Prometheus made no answer; but he had set his heart on helping mankind, and he did not give up. He turned away, and left Jupiter and his mighty company forever.
As he was walking by the shore of the sea he found a reed, or, as some say, a tall stalk of fennel, growing; and when he had broken it off he saw that its hollow center was filled with a dry, soft pith which would burn slowly and keep on fire a long time. He took the long stalk in his hands, and started with it towards the dwelling of the sun in the far east.
“Mankind shall have fire in spite of the tyrant who sits on the mountain top,” he said.
He reached the place of the sun in the early morning just as the glowing, golden orb was rising from the earth and beginning his daily journey through the sky. He touched the end of the long reed to the flames, and the dry pith caught on fire and burned slowly. Then he turned and hastened back to his own land, carrying with him the precious spark hidden in the hollow center of the plant.
He called some of the shivering men from their caves and built a fire for them, and showed them how to warm themselves by it and how to build other fires from the coals.

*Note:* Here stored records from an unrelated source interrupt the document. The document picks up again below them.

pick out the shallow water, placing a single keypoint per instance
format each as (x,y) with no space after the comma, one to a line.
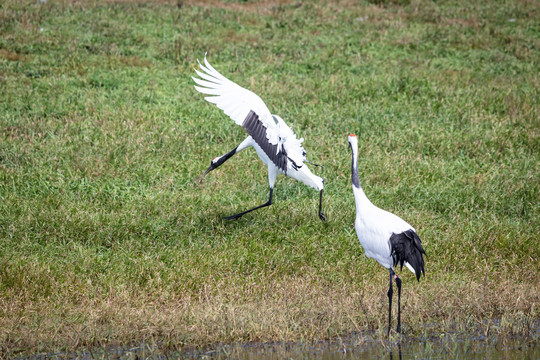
(355,347)
(376,350)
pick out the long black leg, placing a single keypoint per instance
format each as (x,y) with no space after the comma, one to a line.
(214,164)
(398,283)
(390,292)
(239,215)
(321,215)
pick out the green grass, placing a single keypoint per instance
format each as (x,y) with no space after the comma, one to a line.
(108,235)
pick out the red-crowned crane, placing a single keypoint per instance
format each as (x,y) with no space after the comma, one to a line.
(384,236)
(275,143)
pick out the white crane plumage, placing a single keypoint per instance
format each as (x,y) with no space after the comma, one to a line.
(275,143)
(384,236)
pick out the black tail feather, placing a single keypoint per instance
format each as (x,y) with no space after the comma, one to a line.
(407,247)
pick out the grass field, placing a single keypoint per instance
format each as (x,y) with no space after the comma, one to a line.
(108,234)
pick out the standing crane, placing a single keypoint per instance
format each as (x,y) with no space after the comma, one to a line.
(384,236)
(275,142)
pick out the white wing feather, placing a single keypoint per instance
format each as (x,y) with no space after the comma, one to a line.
(234,100)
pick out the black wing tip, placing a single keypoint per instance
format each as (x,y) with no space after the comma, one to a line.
(257,131)
(407,247)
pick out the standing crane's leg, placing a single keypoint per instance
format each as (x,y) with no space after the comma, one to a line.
(390,292)
(398,283)
(321,215)
(272,174)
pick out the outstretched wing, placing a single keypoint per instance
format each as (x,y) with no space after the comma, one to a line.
(291,145)
(234,100)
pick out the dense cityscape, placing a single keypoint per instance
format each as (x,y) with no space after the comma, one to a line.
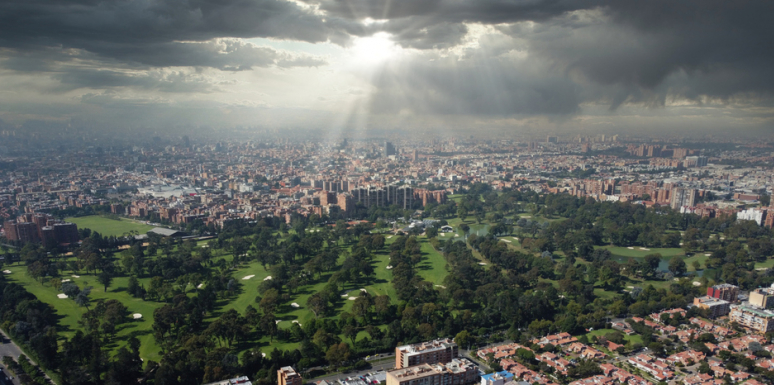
(386,192)
(182,208)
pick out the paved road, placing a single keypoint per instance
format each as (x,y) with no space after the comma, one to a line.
(375,367)
(8,348)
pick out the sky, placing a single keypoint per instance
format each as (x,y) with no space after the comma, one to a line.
(687,67)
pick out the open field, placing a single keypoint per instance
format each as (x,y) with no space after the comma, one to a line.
(70,313)
(641,252)
(432,268)
(109,227)
(634,338)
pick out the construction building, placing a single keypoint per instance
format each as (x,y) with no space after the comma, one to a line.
(458,371)
(431,352)
(762,297)
(724,291)
(759,320)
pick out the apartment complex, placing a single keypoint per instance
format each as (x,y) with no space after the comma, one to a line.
(762,297)
(715,307)
(725,291)
(288,376)
(758,320)
(458,371)
(431,352)
(41,228)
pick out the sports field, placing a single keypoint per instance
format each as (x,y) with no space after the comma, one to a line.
(109,227)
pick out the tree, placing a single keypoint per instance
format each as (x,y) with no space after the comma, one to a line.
(338,354)
(105,278)
(677,266)
(464,339)
(317,304)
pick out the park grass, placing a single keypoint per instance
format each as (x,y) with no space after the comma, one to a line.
(70,313)
(109,227)
(769,263)
(432,268)
(433,265)
(634,338)
(700,257)
(637,252)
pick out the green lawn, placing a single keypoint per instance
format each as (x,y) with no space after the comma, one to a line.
(768,263)
(634,338)
(107,226)
(433,265)
(700,257)
(432,268)
(640,252)
(70,313)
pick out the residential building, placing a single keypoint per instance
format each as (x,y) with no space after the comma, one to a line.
(431,352)
(288,376)
(724,291)
(496,378)
(456,372)
(762,297)
(715,307)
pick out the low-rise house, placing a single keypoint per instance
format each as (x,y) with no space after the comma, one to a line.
(688,357)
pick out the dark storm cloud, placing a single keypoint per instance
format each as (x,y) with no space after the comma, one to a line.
(478,85)
(165,33)
(452,11)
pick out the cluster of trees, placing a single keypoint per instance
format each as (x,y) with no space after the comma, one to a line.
(27,373)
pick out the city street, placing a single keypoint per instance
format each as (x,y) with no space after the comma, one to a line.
(8,348)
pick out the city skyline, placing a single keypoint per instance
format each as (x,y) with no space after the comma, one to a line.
(433,67)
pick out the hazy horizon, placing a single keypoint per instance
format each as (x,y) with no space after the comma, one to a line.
(407,67)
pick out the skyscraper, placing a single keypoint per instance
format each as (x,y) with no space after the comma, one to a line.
(388,149)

Soon there was a cheerful blaze in every rude home in the land, and men and women gathered round it and were warm and happy, and thankful to Prometheus for the wonderful gift which he had brought to them from the sun.
It was not long until they learned to cook their food and so to eat like men instead of like beasts. They began at once to leave off their wild and savage habits; and instead of lurking in the dark places of the world, they came out into the open air and the bright sunlight, and were glad because life had been given to them.
After that, Prometheus taught them, little by little, a thousand things. He showed them how to build houses of wood and stone, and how to tame sheep and cattle and make them useful, and how to plow and sow and reap, and how to protect themselves from the storms of winter and the beasts of the woods. Then he showed them how to dig in the earth for copper and iron, and how to melt the ore, and how to hammer it into shape and fashion from it the tools and weapons which they needed in peace and war; and when he saw how happy the world was becoming he cried out:
“A new Golden Age shall come, brighter and better by far than the old!”